The accumulation of plastics in the environment is a problem that won’t solve itself, at least not on any time scale relevant to humanity. These materials are designed to be durable and long-lasting, and current methods of recycling barely put a dent in the mountains of plastic produced every year. Researchers from the University of Texas at Austin may have discovered a new way to deal with plastic waste — an enzyme that breaks down plastics in days that would otherwise persist for centuries.
The team used a machine learning system to identify potentially useful proteins in decomposing plastic, which led them to FAST-PETase (functional, active, stable, and tolerant PETase), vice reports. This enzyme works on a plastic called polyethylene terephthalate (PET), a synthetic resin used in clothing, packaging, and electrical waterproofing. It’s the easiest category of plastics to recycle, but the process is one of diminishing returns. Eventually, the material simply ends up in a landfill, and PET accounts for about 12 percent of global waste.
FAST-PETase is a more elegant solution than melting and reforming plastic into less recyclable forms. It digests the polymer, breaking it down into building block molecules through a process known as depolymerization. The resulting monomers can be reassembled into new or “virgin” plastic without consuming additional petroleum resources. In the experiments, researchers were able to completely dissolve PET packaging in just a few days.
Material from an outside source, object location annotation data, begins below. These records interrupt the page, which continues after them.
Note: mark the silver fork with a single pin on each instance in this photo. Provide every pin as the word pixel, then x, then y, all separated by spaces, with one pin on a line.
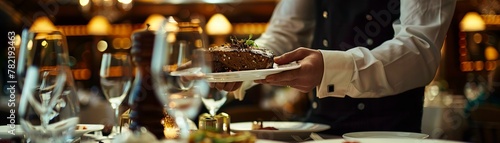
pixel 315 137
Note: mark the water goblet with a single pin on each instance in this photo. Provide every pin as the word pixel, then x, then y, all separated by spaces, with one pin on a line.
pixel 116 79
pixel 177 68
pixel 49 104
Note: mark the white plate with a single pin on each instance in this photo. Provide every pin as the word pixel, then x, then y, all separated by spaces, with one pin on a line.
pixel 384 134
pixel 247 75
pixel 384 140
pixel 18 131
pixel 285 129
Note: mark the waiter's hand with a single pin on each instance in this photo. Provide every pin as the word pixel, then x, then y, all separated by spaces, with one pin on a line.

Scientists have been working with plastic-eating enzymes since 2005, but naturally occurring proteins come with major shortcomings. They might work fine under narrow ranges of temperature and pH, but that makes them much harder to use in recycling facilities. FAST-PETase was one of 19,000 protein structures fed into an AI algorithm, which predicted it would be able to decompose plastic quickly without strict control of conditions. And sure enough, the researchers report FAST-PETase is very flexible. It has 2.4 times the activity of natural PETase molecules at 40 degrees Celsius and 38 times more activity at 50 degrees Celsius.
So, we know that FAST-PETase works in a laboratory setting, but now the team has to contend with a hurdle that many similar experiments fail to clear: scalability. They need to show that we can produce and utilize FAST-PETase at an industrial scale. Despite the importance of reducing plastic in the environment, new technologies will only catch on if the materials are cheap and easy to transport.